はじめまして!株式会社estie(エスティ)代表の平井と申します。今日のテーマは、巷で話題の「コンパウンドスタートアップ」です。その定義や考え方については多くの人が解説をしているため理解が進んでいると思います。では実際にどうやってコンパウンドスタートアップを作ればいいのか、実際にチャレンジしているestieの実例を交えて解説してみたいと思います。

コンパウンドスタートアップ戦略を軌道に乗せるための事業・組織構造や実際のトライ&エラーに興味があるスタートアップ経営者の方、事業責任者の方、投資家の方はぜひご覧ください!

そもそもコンパウンドスタートアップとは?

まずコンパウンド ( Compound ) とは、「複数の部品からなる」といった意味や「複利」といった意味を持ちます。

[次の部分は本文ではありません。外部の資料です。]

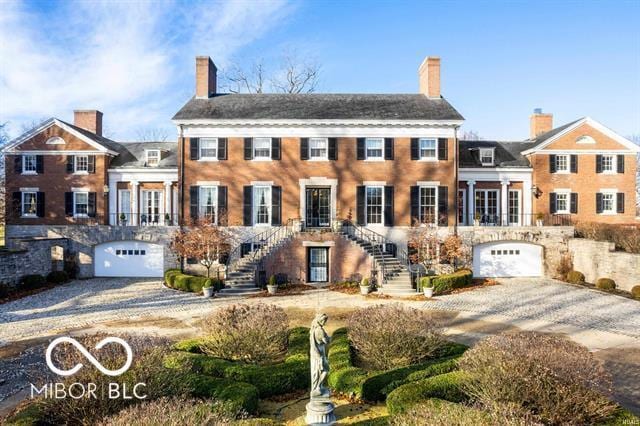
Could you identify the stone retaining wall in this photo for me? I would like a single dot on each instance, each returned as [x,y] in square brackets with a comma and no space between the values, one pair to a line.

コンパウンドスタートアップの代表格であるRippling CEOのParker Conrad氏は、コンパウンドスタートアップを「相互に連携した製品ポートフォリオを構築するために、幅広いポイントソリューションを同時に立ち上げる企業である」と定義しています。

ポイントソリューションとは、解決したい課題ごとに分解(アンバンドル化)された一つの価値(バリュープロポジション)を持つ製品・解決策のことであり、従来型のスタートアップが集中して向き合っていたそれです。コンパウンドスタートアップとは、文字通り複数のポイントソリューションを同時に作り上げる事業戦略ということがわかります。

ただしそれだけでは不十分で、「相互に連携した製品ポートフォリオを構築する」という目的が重要です。コンパウンドスタートアップ戦略は単なるマルチプロダクト戦略ではなく、一連の関連した顧客課題を解決するソリューション群に力点が置かれています。

www.rippling.com

それでは、コンパウンドスタートアップを構築するにあたり重要な点はなんでしょうか?Rippling CEOのParker Conrad氏は以下の3つのポイントが重要だと説明しています。

INTEGRATION:
シームレスな統合は、クライアントにとってシステムの複雑さが軽減され、クライアントにとって共通の UX となり、同じことを繰り返す必要がなくなることを意味します。 一度構築してさらに深く構築する方法を見つければ、どこでも再利用できます。

BUNDLE SKUs:
バンドルの価格を最大化しますが、各 SKU の価格は安くします。 販売およびマーケティング(およびある程度は研究開発)コストは、複数の製品にわたって償却されます。

PARALLELIZE EXECUTION:
並行して実行できるように会社を組織します。 ビジネスユニットと 機能的な調整。 個々の製品を独立して実行するには、製品所有者、元創設者、起業家タイプのリーダーが必要です。

Rippling CEO Parker Conrad's Theory of the Compound Startup

ここからは、estieが実際にどのような戦略でコンパウンドスタートアップを作り上げようとしているか、解説したいと思います!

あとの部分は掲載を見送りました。